特に足をかばっている様子もなく、二か月ぶりの学校に緊張するわけでもなく、ぬるっと入ってきては流れるように席に着いた。
クラスの話題は退院した諸星君の話で持ち切り、というわけではない。
彼とすれ違った生徒が時折「お、久しぶり」と軽い挨拶を交わすだけだ。
普通、仲のいい友達がいるのであれば久方ぶりの再開に積もる話でもするはずだ。今まで意識すらしていなかったが、余程親しい友達がいないように見える。
私が聞く限り、結城さん以外に入院中の諸星君のもとを訪ねていたのは、担任の先生や校長先生といった一部の教育関係者、クラスを代表して一回だけお見舞いに行った我がクラスの委員長だけだったそうだ。
私も入院時に少し立ち会っただけで、意識が戻った後は顔を合わせていない。そもそも、誰かをかばってはねられたという情報も校内じゃ当事者達と一部の教師しか知らない。
そのことを諸星君は気にも留めず、次の授業の教科書を眺めていた。
まもなくHRが始まり、担任から改めて諸星君の復帰を宣言された。形式的な、社交辞令としての拍手がクラス内で鳴り響く。当の諸星君も、絵にかいたような愛想笑いを浮かべて応えていた。
◇◇◇
「久しぶりだね! 諸星君」
「ああ、久しぶり。阿澄崎さん」
四時限目が終わり、皆が昼食を食べたり友達とだべったりしている喧騒の中、私はお昼を取りに教室を出た諸星君に声をかける。
この数瞬前に諸星君の後ろの席の生徒が、他クラスの友達とランチを取る為に友人の席を見つけようとキョロキョロしているところを、諸星君が席を譲ったというくだりがあった。
昼食を取ろうと広げた、自分の弁当を一旦片付けながら。
「もう怪我の方は大丈夫なの? 丸々二か月も入院だったからさすがにびっくりしたよ」
「ああ、もう大丈夫さ。そもそも、そんなに大した怪我じゃなかったんだ。正直僕も大げさだと思ったよ」
はいダウト。
全治二か月の大腿骨骨折ってこっちは知ってんのよ。おまけに昏倒して数日は目を覚まさなかったって話じゃない。
こちらを気遣ってあえて捏造して話しているのだろうか、はたまた能天気の馬鹿野郎なのかは置いといて。
「そうなんだー。でも無事に退院できて本当によかったよ。あ、校長先生が諸星君のこと呼んでたよ。なんでも事故の件でお話があるとかって」
「話? ……ああ、わかったよ」
「うん、それじゃあ行こうか」
私たち二年生の教室は二階にある。五階の校長室に向かうために教室を出て、二人並んで向かう。
「なにも阿澄崎さんまで付いてこなくてもよかったんじゃない? 校長室だろ?」
「私も屋上に友達待たせてるの。
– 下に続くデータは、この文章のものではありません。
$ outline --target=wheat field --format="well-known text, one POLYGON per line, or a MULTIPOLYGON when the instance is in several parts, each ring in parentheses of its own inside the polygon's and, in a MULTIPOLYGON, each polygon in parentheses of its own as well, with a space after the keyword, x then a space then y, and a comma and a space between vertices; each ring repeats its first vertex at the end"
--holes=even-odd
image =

せっかくだから途中まで一緒に行こうよ」
ちなみに私が諸星君と並んで歩いているからと言って周りが騒ぐことはない。
私は男女ともに人脈が広く、いろいろなことに首を突っ込む。だから、様々な人と関わるし、老若男女問わず連れ歩くことも多い。
例にもれず、今回も私が目を引くことがあっても、諸星君に注目が集まることはない。
「入院生活どうだった? やっぱり退屈?」
「……そうだね。スマホいじるか、勉強するくらいしかやることなかったよ。でもおかげで結構捗った。片岡先生と平田さんがお見舞いに来てくれてね、各教科二カ月で大体どこまで進むか教えてくれたんだ。教科書と問題集はその範囲に追い付いているよ」
「あはは、勉強の方は一安心だね。誰かに教えてもらってたの?」
「……いや、一人だよ。独学さ」
はい、また一つ嘘をついたわね。結城さんが勉強の面倒も見ていることは知っている。
まぁ、思春期の男子なら学校でも一、二を争う美少女につきっきりで面倒見られるというシチュエーションを言いふらしたくないのかもしれないわね。もちろん自慢したがる人もいるだろうけども。
ちなみに私が事故に居合わせたことを諸星君は知らない。結城さんにも伝えなくていいと言ってある。そもそも私、大したことはしてないからね。
「やるねー。諸星君、成績はいい方だっけ?」
「ぼちぼちかな。暗記科目は比較的得意だけど、国語がどうもなぁ。古文とか漢文って将来役に立つの? って思っちゃってあまりやる気がしなくてさ。正直捨ててる。阿澄崎さんはどれもばっちりなんだろう? クラスで一位だっけ? すごいよなぁほんと」
「そんなことないよー。学年だと一位を取ったことないし、まだまだ頑張らないと」
他愛もない会話をしつつ、校長室へと辿り着く。諸星君はそれじゃあと言ってドアノブをガチャリと回すが――
「あれ、鍵がかかってる」
「本当だ。もしかしたら屋上で一服してるのかも。行ってみよっか」
屋上につながる階段のドアノブを開けると、涼しい風が入る。その爽やかな風に似つかわず、階段の道中はじめっとしていた。
何も知らずに黙って階段を上る諸星君を、彼女のいる屋上に誘う。
階段を登り切った先にあるドアを開け放ち、清涼感のある風が吹く屋外へ、諸星君は踏み入った。